News OT World
News International chief executive Rebekah Brooks has said she is "sickened" by the alleged hacking of Milly Dowler's phone while the teenager was missing in 2002, but has said that she won't heed calls for her to step down.

In an internal email to staff, Brooks said she had written to Dowler's family to assure them that News International would "vigorously pursue the truth and that they will be the first to be informed of the outcome of our investigation".

She acknowledged the "devastating effect" of the practice on the family, but said she would not be resigning from her position.

"I am aware of the speculation about my position. Therefore it is important you all know that as chief executive, I am determined to lead the company to ensure we do the right thing and resolve these serious issues.

"We will face up to the mistakes and wrongdoing of the past and we will do our utmost to see that justice is done and those culpable will be punished."

Speaking on BBC Radio 4's the World at One programme this afternoon, News International director of corporate affairs Simon Greenberg echoed Brooks' statement.

"At the moment we don't know all of the facts ... But what I will say is that we are absolutely shocked and appalled and we are absolutely determined to get to the bottom of this."

Greenberg said he "understood" that people were calling for Brooks' resignation, but said "she has been absolutely clear that that is what she won't do ... She is determined to get to the bottom of this issue".
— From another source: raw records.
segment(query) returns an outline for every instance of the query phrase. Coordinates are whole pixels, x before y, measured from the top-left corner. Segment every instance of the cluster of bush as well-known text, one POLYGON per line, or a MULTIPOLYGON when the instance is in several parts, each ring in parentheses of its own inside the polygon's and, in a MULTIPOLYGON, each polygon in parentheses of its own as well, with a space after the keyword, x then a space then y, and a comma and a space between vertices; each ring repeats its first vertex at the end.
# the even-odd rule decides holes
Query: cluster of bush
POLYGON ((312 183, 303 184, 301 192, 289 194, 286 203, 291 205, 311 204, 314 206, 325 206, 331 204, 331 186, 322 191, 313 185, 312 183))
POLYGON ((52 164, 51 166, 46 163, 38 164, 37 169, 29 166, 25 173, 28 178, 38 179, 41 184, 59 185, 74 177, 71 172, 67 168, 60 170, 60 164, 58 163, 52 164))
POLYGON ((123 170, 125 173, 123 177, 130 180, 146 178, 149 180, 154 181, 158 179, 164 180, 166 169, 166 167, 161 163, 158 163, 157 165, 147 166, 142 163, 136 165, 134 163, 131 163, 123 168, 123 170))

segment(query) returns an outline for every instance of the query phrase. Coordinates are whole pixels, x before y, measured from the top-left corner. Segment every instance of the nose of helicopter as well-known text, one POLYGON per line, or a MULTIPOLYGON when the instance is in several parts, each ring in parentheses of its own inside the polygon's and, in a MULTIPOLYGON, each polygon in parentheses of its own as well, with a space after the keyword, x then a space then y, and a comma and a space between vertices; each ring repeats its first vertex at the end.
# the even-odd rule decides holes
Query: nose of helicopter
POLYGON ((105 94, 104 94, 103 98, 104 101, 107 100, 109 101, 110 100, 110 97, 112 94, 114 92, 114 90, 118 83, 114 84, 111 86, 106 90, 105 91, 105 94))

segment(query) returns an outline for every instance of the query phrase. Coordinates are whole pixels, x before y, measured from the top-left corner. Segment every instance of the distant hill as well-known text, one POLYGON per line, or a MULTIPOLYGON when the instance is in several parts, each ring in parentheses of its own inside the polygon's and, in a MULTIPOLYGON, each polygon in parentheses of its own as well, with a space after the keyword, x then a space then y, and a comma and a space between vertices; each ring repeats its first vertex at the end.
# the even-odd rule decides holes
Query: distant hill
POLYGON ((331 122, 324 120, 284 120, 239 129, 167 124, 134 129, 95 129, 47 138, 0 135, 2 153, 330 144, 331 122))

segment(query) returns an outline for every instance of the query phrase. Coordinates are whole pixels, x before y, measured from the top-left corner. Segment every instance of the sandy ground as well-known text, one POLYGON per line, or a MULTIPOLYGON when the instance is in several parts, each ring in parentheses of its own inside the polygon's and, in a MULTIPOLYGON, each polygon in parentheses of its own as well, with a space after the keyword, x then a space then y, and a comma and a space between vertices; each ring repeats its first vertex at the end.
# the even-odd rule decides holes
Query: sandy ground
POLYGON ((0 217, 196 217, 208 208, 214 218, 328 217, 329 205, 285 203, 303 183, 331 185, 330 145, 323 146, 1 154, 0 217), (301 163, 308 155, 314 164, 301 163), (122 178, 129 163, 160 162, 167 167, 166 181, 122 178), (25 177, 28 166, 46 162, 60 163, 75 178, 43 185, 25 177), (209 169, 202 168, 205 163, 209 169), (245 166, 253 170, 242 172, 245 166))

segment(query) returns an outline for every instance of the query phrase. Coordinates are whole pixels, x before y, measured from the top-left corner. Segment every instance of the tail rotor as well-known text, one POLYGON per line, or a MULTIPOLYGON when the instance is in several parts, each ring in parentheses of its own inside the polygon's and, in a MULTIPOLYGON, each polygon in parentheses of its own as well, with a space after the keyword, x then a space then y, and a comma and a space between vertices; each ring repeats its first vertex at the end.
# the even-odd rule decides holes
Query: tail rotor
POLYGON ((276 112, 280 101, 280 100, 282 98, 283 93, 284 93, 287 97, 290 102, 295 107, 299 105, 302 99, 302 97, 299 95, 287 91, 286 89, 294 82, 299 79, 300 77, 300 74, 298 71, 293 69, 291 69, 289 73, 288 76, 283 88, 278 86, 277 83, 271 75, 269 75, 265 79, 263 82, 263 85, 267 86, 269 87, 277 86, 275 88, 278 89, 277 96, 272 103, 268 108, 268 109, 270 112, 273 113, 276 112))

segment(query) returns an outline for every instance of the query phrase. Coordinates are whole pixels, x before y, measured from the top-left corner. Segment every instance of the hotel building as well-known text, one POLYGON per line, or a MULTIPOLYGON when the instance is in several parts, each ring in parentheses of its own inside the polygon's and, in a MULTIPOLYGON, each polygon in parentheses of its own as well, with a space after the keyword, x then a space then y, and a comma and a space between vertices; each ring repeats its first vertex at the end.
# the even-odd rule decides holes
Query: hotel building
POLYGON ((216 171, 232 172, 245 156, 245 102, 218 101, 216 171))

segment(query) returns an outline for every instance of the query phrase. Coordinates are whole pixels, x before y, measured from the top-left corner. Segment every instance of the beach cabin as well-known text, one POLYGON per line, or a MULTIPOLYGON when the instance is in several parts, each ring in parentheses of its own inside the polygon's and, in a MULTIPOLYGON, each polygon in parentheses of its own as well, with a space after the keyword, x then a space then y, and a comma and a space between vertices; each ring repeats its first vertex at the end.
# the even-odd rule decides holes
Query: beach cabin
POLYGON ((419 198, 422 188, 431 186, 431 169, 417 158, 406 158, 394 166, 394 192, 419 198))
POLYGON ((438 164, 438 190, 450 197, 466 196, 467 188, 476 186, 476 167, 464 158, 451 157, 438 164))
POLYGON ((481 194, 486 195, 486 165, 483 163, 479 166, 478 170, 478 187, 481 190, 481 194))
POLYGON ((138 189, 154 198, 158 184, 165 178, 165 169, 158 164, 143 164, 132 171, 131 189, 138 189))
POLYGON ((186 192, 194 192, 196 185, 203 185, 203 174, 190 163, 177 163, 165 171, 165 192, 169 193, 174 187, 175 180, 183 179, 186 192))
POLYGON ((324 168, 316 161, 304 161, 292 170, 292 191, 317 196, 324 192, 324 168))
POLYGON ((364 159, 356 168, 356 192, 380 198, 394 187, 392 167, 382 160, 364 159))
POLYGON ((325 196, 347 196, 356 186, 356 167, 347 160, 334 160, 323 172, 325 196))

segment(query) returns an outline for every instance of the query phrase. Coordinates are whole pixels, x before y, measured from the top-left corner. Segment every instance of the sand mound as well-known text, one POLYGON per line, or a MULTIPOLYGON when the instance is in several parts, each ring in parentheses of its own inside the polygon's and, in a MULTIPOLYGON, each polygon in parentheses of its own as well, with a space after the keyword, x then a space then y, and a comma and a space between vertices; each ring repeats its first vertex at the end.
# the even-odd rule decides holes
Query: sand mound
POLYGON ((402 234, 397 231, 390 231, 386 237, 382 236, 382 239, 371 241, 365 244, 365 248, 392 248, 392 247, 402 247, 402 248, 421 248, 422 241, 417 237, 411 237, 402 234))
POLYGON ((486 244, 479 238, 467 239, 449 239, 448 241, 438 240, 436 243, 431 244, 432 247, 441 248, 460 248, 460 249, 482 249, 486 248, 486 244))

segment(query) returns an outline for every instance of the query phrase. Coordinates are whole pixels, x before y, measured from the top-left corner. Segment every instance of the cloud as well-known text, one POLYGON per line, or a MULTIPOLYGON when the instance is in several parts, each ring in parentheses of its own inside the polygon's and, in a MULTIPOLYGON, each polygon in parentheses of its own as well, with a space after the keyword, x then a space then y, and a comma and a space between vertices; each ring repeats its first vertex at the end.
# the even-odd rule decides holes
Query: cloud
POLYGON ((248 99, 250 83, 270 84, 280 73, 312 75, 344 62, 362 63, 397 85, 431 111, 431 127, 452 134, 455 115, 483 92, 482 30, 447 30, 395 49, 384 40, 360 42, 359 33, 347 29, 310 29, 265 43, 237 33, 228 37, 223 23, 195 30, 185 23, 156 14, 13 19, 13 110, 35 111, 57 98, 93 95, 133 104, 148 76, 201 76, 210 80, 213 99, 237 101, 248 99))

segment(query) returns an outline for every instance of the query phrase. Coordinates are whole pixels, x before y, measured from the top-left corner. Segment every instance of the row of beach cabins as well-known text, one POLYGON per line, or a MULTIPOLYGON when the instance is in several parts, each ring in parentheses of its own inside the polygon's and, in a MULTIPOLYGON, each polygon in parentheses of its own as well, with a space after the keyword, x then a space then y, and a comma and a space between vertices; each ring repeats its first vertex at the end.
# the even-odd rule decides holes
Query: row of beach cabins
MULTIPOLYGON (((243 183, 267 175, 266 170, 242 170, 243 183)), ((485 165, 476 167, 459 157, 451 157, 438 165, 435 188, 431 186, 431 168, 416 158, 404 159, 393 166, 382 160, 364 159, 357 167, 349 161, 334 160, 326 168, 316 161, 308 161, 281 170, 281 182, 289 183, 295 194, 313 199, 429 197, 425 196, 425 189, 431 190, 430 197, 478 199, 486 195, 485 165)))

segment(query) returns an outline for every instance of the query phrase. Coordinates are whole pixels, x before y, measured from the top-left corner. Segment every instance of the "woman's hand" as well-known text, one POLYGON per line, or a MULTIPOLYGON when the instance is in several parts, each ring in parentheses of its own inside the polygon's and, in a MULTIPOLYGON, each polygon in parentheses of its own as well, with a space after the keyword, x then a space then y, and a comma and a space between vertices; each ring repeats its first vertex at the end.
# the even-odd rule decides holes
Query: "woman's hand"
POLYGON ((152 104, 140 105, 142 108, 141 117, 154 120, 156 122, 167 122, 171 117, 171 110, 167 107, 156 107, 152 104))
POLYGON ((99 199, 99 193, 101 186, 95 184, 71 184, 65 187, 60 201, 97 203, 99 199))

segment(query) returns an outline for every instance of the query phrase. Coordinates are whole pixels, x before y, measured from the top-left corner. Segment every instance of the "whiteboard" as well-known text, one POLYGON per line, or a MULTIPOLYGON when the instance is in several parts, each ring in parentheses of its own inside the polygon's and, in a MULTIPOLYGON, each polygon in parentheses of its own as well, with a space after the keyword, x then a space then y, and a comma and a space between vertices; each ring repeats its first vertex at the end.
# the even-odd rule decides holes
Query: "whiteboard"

Discussing an internal investigation into the matter launched by Brooks, Greenberg said those working on it were "under no illusion that she is determined that if things went wrong, we will correct them".

Citing a News International executive, BBC business editor Robert Peston reported this morning that New Corp chairman Rupert Murdoch is backing Brooks "100 per cent".

Labour leader Ed Miliband this afternoon called on Brooks to "consider her position" at the company following yesterday's revelations about the Dowler case.

Calling for a public inquiry alongside shadow home secretary Yvette Cooper, Miliband described the episode a "stain" on British journalism and said Brooks should "consider her conscience and consider her position".

Miliband said earlier today that he was "shocked by the news of the hacking of Milly Dowler's phone".

"It beggars belief that anyone would undertake such a cruel and immoral act.

"The police inquiry must get to the bottom of who was responsible for this and who was complicit in it."

In a statement this morning, David Cameron said the claims were "quite, quite shocking".

"On the question of the really appalling allegations about the telephone of Milly Dowler, if they are true, this is a truly dreadful act and a truly dreadful situation.

"What I have read in the papers is quite, quite shocking, that someone could do this actually knowing that the police were trying to find this person and trying to find out what had happened, and we all now know the tragedy that took place."

The Dowler family lawyer Mark Lewis announced yesterday that Milly Dowler's parents, Sally and Robert, would be taking legal action against the News of the World.

According to Lewis, their phones were also targeted by the tabloid and they were made aware of the hacking by the Met police in April, a month before Bellfield went on trial.

The evidence is understood to have come from a cache of 11,000 pages seized by the Met Police's Operation Weeting team from private investigator Glenn Mulcaire when he was arrested in 2006.